Tokenizer vocabulary size: 50257

Model architecture:
GPT2LMHeadModel


Tokenization Example

In [3]:
# Example text
text = "Hello, I am learning NLP!"

# Tokenize the text
tokens = tokenizer(text, return_tensors="pt")
print("\nTokenized output:")
print(tokens)

# Decode tokens back to text
decoded_text = tokenizer.decode(tokens["input_ids"][0])
print("\nDecoded text:", decoded_text)



Tokenized output:
{'input_ids': tensor([[15496,    11,   314,   716,  4673,   399, 19930,     0]]), 'attention_mask': tensor([[1, 1, 1, 1, 1, 1, 1, 1]])}

Decoded text: Hello, I am learning NLP!


Look at individual tokens

In [4]:
token_ids = tokens["input_ids"][0].tolist()
print("\nIndividual tokens:")
for token_id in token_ids:
    print(f"ID: {token_id}, Token: {tokenizer.decode([token_id])}")


Individual tokens:
ID: 15496, Token: Hello
ID: 11, Token: ,
ID: 314, Token:  I
ID: 716, Token:  am
ID: 4673, Token:  learning
ID: 399, Token:  N
ID: 19930, Token: LP
ID: 0, Token: !


Forward pass and generation


In [5]:
# Forward pass
with torch.no_grad():
    outputs = model(**tokens)
    print("\nOutput logits shape:", outputs.logits.shape)
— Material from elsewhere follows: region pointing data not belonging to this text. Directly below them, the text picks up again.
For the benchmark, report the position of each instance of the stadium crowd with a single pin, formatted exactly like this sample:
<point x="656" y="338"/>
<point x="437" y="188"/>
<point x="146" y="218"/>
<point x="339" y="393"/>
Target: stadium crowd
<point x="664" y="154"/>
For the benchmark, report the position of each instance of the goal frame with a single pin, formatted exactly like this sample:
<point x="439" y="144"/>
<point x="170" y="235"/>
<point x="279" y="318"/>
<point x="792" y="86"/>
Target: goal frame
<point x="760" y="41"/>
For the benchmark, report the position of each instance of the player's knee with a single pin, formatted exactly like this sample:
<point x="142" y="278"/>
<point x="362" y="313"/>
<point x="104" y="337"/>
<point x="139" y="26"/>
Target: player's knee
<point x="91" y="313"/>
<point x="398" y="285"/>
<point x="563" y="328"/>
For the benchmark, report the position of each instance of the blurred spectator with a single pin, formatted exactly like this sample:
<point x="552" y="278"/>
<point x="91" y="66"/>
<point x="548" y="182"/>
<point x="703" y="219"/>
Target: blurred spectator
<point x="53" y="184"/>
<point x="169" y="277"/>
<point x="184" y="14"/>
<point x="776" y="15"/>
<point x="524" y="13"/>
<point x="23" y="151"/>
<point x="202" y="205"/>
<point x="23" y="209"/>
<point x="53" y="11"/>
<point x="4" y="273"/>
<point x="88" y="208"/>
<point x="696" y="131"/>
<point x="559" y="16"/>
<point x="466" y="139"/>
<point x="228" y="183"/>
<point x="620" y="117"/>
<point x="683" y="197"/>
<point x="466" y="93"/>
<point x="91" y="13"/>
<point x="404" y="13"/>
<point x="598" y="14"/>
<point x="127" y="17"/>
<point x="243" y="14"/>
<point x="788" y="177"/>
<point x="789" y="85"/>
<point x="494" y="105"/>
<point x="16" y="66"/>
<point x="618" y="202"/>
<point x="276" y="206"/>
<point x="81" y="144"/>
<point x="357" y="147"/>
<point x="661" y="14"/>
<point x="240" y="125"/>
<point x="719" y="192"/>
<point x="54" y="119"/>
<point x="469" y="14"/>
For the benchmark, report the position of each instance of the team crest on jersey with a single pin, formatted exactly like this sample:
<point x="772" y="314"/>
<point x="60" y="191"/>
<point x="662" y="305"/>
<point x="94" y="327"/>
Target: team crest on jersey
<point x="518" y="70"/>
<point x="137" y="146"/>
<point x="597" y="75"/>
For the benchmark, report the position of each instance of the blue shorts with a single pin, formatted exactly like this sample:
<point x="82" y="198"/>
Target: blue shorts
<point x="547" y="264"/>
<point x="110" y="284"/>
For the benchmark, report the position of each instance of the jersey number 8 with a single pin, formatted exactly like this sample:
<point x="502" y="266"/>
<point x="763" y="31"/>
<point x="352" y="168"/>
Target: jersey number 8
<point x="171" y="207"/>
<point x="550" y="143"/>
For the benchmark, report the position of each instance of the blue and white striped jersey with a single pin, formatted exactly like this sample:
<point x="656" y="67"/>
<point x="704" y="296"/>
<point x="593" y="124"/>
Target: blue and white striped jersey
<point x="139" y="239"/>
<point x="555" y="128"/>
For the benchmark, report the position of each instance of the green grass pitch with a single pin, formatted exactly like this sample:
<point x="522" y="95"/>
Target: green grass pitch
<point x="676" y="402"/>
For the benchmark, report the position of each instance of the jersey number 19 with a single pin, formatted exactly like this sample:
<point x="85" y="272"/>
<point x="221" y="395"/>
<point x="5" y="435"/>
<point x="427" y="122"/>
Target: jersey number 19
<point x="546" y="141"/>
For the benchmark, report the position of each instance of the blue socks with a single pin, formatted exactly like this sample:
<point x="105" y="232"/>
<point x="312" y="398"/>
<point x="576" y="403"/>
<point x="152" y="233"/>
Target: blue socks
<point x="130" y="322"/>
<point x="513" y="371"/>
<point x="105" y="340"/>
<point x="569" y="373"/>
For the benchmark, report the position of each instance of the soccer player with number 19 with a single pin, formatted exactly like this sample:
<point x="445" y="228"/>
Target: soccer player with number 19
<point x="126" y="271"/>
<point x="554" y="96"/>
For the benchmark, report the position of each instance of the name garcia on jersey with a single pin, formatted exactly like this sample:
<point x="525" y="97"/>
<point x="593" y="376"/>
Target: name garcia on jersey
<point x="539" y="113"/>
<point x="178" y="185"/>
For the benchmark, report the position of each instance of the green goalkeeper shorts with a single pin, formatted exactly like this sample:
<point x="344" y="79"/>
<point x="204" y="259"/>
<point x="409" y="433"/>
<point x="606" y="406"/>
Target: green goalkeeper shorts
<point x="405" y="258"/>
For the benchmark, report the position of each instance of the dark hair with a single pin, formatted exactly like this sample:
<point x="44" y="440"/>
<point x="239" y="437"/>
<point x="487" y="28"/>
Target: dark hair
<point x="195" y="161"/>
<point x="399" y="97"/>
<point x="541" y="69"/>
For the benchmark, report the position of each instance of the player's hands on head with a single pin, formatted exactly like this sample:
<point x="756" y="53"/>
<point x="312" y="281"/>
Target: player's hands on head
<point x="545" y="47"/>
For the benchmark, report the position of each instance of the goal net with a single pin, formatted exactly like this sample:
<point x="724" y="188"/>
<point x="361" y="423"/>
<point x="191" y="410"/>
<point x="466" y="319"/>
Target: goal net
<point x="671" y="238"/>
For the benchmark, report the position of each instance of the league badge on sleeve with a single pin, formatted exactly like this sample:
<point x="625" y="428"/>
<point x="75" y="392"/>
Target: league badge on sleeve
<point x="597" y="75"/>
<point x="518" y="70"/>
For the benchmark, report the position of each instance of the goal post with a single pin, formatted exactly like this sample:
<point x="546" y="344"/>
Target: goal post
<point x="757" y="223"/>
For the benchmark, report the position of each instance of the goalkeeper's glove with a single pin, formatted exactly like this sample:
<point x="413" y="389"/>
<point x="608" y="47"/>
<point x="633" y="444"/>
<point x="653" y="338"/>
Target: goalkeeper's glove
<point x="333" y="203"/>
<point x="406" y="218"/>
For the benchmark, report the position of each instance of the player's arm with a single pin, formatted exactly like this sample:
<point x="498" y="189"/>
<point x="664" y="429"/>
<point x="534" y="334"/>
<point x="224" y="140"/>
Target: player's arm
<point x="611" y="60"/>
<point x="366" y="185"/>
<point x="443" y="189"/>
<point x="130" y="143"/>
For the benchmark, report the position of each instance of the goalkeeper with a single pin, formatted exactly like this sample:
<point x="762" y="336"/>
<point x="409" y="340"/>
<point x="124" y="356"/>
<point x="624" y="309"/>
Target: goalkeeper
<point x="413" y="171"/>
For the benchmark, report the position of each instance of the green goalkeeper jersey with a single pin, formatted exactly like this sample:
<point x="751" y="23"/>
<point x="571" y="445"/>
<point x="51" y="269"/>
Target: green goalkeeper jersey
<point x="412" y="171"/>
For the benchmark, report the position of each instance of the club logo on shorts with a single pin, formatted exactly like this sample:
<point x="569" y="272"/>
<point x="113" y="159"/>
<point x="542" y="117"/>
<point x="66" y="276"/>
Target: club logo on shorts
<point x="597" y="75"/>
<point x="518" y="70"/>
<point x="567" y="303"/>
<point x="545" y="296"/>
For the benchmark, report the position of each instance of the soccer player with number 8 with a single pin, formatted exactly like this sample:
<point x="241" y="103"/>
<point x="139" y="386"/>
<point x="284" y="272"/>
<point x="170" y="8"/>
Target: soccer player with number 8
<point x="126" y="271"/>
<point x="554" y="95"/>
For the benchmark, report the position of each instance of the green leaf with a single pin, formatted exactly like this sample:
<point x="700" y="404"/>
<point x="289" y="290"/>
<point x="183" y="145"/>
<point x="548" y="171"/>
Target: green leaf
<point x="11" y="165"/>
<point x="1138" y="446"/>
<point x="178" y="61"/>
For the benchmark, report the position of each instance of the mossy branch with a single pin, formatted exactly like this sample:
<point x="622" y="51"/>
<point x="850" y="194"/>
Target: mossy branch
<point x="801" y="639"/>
Output logits shape: torch.Size([1, 8, 50257])


Text generation input

In [6]:
input_text = "The future of AI is"
inputs = tokenizer(input_text, return_tensors="pt")

generated_ids = model.generate(
    inputs["input_ids"],
    max_length=50,
)

The attention mask and the pad token id were not set. As a consequence, you may observe unexpected behavior. Please pass your input's `attention_mask` to obtain reliable results.
Setting `pad_token_id` to `eos_token_id`:None for open-end generation.
The attention mask is not set and cannot be inferred from input because pad token is same as eos token. As a consequence, you may observe unexpected behavior. Please pass your input's `attention_mask` to obtain reliable results.


In [7]:
# Greedy decoding
generated_text = tokenizer.decode(generated_ids[0], skip_special_tokens=True)
print(f"\nGenerated text:\n{generated_text}")




Generated text:
The future of AI is not yet clear.











































We will dive deep into more features in huggingface (training) in the following weeks!